Once and for All
- First edition
- Author: Sarah Dessen
- Language: English
- Genre: Romance
- Published: June 6, 2017
- Publisher: Viking Books for Young Readers
- Publication place: United States
- ISBN: 9780425290330

= Once and for All (novel) =

2017 novel by Sarah Dessen

Once and for All is the fourteenth novel by Sarah Dessen. It was published in hardcover on June 6, 2017 and in paperback on May 22, 2018. According to Dessen's website, she was worried she no longer had anything to say after her novel Saint Anything was released in 2015. Surrounded by two people planning weddings and their desire for "wanting things to go perfectly," she felt something needed to be said about the amount of things in our lives we want to go "perfect". And so, Once and for All was written.

== Synopsis ==
Louna, the daughter of famed wedding planner Natalie Barrett, has witnessed countless weddings in unique locations through her mother's wedding-planning business. While working there during her last summer before college, she meets Ambrose, whom she has to drag away from a girl so he can escort his mother down the aisle.

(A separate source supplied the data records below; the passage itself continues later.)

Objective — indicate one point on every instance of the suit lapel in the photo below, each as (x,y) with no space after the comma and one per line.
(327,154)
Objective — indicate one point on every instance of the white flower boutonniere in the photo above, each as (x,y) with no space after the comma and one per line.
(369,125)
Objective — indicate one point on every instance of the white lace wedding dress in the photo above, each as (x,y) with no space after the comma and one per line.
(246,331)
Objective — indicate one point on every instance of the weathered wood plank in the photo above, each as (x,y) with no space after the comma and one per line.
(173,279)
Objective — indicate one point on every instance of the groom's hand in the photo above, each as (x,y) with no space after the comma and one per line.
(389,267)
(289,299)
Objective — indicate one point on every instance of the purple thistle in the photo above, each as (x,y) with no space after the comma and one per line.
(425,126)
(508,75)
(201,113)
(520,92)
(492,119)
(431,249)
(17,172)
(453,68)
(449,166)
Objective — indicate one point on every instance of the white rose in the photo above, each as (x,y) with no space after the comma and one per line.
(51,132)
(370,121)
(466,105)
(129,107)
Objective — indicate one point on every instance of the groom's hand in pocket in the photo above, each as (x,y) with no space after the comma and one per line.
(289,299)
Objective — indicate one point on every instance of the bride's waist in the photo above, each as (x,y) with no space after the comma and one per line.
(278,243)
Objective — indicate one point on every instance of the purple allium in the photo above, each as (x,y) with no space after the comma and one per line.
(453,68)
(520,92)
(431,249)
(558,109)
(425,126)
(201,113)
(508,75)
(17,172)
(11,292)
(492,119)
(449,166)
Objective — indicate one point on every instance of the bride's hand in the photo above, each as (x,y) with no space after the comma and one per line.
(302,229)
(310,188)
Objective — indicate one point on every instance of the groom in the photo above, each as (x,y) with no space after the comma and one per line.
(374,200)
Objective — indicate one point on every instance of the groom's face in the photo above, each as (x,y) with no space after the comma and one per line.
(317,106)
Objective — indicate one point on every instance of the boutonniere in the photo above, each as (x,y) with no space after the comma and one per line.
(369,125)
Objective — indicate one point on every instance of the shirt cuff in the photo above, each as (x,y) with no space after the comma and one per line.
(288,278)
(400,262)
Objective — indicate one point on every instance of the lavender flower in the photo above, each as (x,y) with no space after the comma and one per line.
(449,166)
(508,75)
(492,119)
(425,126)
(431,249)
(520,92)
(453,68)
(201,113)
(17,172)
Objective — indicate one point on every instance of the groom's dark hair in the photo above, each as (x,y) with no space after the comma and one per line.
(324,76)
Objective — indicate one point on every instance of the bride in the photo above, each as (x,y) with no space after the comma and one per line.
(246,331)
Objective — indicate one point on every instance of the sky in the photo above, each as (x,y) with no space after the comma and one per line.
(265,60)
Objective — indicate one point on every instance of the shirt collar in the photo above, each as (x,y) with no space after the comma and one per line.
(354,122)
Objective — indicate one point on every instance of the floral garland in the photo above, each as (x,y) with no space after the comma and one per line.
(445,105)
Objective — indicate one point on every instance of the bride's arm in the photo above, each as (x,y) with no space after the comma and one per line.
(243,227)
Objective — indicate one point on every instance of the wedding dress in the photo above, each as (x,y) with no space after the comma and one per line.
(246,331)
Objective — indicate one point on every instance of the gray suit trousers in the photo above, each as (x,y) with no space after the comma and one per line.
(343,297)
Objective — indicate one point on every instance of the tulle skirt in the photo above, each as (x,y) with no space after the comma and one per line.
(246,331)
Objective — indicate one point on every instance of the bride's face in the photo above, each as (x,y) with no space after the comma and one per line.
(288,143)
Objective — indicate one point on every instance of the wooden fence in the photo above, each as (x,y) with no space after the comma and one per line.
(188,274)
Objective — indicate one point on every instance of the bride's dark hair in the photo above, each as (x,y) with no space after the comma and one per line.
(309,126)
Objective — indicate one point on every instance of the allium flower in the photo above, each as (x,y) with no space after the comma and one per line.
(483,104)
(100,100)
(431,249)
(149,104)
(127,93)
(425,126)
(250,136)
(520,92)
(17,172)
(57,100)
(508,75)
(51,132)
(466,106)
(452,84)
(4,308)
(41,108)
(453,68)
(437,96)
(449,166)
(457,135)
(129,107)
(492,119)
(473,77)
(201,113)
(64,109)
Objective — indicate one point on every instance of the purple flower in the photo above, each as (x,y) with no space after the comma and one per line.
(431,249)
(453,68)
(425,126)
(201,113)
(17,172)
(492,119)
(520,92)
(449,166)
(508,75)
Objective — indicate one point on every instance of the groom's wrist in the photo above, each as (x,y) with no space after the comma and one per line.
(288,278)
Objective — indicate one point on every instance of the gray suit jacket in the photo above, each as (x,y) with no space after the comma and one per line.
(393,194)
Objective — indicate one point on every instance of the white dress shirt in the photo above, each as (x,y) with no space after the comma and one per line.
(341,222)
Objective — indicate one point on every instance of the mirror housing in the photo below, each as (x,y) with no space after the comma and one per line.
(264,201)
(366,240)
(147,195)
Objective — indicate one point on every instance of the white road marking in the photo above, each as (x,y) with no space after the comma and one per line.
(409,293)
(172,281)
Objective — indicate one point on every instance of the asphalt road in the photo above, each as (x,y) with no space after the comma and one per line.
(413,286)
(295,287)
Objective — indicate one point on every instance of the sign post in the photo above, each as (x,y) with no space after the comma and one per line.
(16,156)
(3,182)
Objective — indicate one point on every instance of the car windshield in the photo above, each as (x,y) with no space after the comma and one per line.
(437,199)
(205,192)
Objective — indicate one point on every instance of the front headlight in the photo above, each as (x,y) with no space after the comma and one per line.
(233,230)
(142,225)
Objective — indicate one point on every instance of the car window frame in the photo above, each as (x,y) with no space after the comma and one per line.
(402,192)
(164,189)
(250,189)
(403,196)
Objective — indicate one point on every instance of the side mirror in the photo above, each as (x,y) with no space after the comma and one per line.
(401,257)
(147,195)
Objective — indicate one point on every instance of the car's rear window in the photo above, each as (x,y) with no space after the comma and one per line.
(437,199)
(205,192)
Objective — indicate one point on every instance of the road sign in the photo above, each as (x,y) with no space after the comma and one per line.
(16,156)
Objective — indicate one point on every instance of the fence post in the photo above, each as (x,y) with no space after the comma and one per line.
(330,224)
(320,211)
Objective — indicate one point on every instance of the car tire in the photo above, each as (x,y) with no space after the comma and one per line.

After years of facing brides with cold feet and badly behaved wedding guests, Louna has become skeptical about romance and plans on remaining single. Luckily, the busy wedding schedule provides plenty of legitimate excuses for Louna to avoid meeting potential dates. That changes when satisfying a particularly fussy bridal party requires hiring the bride's brother, Ambrose. He's a lady's man who typically charms more than one potential date during every social gathering. Louna is outwardly dismayed by his antics, but his kind gestures, such as impulsively adopting a rescue dog, begin to win her over. However, Louna was once in love with a boy named Ethan, who she met at a wedding and later spent the night on the beach with him. Ethan was later shot during a school shooting.

== Major theme ==
The main theme in this novel is grief over the tragic loss of a loved one. Louna's love story unfolds in flashbacks tempered by the knowledge that it didn't last. Throughout the novel Louna struggles with the question of whether losing someone is really worth getting to love them. As she tries to move on after losing her first love, her opinions on weddings and romance change. Dessen said in an interview with Publishers Weekly that, "Long-term love has its ups and downs. Life is the light and the dark. Louna is not just grappling with feeling cynical about love itself, but also with her own heart."

== Film adaptation ==
In May 2019, it was announced that the novel was one of three of Dessen's books that were picked up by Netflix to adapt into a feature film.